2.1 Formation of Karstic Conduit Flow Systems
The formation of karst begins with flow in a network of connected fractures, such as open joints or along bedding plane openings (fractures) originating from rock stresses during crustal movements (for example, as shown in the middle-left photo on the cover of Glen Rose Limestone as seen along the channel of Canyon Gorge, Texas and notice fracture joints with vegetation). There are interconnected fractures with groundwater flow in other types of rock such as granite, but karst does not form because granite and most other igneous rock formations do not contain minerals soluble enough for substantial dissolution. After some time, the enlarged fractures in soluble rocks become connected to form solution channels and caves, which then provide the main paths for groundwater flow.

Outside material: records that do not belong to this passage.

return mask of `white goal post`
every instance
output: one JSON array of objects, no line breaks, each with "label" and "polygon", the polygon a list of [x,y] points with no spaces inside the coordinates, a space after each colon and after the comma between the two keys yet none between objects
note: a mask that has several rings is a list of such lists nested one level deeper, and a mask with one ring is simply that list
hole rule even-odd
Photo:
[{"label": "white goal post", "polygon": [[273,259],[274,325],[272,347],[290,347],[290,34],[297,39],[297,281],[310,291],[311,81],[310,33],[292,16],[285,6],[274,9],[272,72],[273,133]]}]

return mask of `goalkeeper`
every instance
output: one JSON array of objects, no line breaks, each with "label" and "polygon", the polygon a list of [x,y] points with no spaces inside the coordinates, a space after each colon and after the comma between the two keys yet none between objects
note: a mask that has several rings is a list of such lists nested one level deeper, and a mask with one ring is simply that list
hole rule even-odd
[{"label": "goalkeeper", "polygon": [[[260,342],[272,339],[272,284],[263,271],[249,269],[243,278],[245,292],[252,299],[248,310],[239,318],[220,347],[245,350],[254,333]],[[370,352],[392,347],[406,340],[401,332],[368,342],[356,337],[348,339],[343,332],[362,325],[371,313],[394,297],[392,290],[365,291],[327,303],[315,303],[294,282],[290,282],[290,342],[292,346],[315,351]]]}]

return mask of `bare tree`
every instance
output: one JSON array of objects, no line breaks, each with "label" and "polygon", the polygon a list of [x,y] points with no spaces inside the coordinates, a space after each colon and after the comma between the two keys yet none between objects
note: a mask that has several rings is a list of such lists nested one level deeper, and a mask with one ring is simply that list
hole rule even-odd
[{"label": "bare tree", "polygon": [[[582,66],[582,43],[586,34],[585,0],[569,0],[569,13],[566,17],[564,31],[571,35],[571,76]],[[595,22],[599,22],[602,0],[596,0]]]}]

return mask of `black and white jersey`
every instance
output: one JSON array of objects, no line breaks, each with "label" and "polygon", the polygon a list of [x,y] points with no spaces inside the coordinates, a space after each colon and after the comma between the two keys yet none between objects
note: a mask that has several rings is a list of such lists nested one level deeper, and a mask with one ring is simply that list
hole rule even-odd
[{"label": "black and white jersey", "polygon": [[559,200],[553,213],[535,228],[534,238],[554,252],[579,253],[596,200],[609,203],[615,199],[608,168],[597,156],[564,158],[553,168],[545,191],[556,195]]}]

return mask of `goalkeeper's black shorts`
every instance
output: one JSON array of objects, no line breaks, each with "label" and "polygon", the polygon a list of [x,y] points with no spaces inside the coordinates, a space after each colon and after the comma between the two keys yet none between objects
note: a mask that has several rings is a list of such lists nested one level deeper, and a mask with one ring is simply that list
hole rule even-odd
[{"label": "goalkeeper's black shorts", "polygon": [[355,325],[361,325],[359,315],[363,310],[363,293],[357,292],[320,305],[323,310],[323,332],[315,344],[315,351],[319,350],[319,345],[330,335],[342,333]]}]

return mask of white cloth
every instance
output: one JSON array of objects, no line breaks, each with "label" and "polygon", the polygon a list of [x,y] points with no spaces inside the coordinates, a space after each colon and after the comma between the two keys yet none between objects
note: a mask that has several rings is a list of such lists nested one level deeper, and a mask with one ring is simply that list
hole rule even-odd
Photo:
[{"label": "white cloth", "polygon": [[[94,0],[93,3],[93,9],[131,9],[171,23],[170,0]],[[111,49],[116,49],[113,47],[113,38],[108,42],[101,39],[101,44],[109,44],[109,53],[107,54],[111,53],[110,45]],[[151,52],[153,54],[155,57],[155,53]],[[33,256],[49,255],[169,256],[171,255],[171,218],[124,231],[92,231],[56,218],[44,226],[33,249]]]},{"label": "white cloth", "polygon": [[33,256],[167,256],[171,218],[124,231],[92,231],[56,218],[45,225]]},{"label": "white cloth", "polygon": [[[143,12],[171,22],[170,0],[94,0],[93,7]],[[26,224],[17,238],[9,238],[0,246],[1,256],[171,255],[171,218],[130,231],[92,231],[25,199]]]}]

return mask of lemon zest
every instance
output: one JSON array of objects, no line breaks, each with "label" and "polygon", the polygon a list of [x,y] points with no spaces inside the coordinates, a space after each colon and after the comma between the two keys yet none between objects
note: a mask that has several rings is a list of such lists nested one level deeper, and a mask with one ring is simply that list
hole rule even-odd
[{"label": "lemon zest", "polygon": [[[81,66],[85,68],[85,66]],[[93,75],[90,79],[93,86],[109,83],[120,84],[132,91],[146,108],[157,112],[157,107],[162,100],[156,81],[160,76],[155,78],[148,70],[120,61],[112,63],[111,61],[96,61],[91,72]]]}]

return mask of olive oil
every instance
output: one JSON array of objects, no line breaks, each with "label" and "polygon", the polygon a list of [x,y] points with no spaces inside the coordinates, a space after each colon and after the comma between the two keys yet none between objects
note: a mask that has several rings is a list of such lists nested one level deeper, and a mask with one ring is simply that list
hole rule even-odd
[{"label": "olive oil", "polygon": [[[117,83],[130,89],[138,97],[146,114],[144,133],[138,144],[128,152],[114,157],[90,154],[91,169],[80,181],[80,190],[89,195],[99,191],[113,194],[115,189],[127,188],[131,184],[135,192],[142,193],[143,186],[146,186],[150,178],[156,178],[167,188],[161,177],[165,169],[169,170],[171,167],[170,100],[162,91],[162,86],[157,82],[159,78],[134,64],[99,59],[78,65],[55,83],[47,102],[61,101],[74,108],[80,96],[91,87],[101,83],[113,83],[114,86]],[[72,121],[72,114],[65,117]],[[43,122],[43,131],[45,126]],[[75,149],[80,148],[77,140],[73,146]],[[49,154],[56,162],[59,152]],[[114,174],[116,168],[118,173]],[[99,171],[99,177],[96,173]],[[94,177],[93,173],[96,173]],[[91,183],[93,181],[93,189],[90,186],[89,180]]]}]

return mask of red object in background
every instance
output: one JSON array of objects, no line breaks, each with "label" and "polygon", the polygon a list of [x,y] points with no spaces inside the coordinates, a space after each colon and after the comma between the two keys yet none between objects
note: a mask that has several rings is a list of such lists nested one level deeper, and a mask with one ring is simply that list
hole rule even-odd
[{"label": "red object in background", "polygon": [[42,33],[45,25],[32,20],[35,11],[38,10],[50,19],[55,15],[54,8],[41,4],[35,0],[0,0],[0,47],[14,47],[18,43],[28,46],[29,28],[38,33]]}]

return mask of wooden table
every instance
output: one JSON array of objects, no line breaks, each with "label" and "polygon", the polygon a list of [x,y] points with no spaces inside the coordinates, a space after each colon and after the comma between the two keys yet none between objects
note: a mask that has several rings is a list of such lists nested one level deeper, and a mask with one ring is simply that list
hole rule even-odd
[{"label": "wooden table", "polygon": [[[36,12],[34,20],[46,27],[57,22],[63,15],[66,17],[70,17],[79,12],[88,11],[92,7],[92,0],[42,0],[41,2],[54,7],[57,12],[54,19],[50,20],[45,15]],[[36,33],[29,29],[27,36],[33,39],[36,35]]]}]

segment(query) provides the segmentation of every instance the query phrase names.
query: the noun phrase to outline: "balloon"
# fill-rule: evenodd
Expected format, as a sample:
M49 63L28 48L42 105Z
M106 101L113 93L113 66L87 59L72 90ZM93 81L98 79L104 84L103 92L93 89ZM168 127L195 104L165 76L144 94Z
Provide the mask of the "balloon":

Before any solution enlargement has occurred in a fractured limestone, fresh groundwater originating from rainfall infiltrates through surficial soils then flows through a network of fractures, joints and bedding planes, as is the case in all fractured sedimentary rock. In order to dissolve rock, the water must be chemically aggressive, that is, thermodynamically undersaturated with respect to the mineral calcite (CaCO3). Carbon dioxide (CO2) is continually produced in the vadose zone from microbial decay of organic matter and from respiration of plant roots. That CO2 combines with water to form carbonic acid (H2CO3) which dissolves calcite. This process is well established in soil science.
Given the presence of chemically aggressive water, karst development proceeds by hydrogeochemical processes that involve complex interactions through time and space. Comprehensive discussions of the processes of fracture enlargement and cave genesis are provided by Holland and others (1964), Howard (1964a, 1964b), Thraikill (1968), Ford and Cullingford (1976), and Palmer (1999).
Long periods of time are required for solution channels to form a conduit flow system because, although recharge water is chemically aggressive, it quickly dissolves calcite and loses its chemical aggressivity, unless conditions change such that the water becomes undersaturated with respect to calcite. There are two ways that conditions may change: 1) chemically aggressive water may form at depth, or 2) the water table may decline allowing unsaturated zone processes to be active deeper in the system.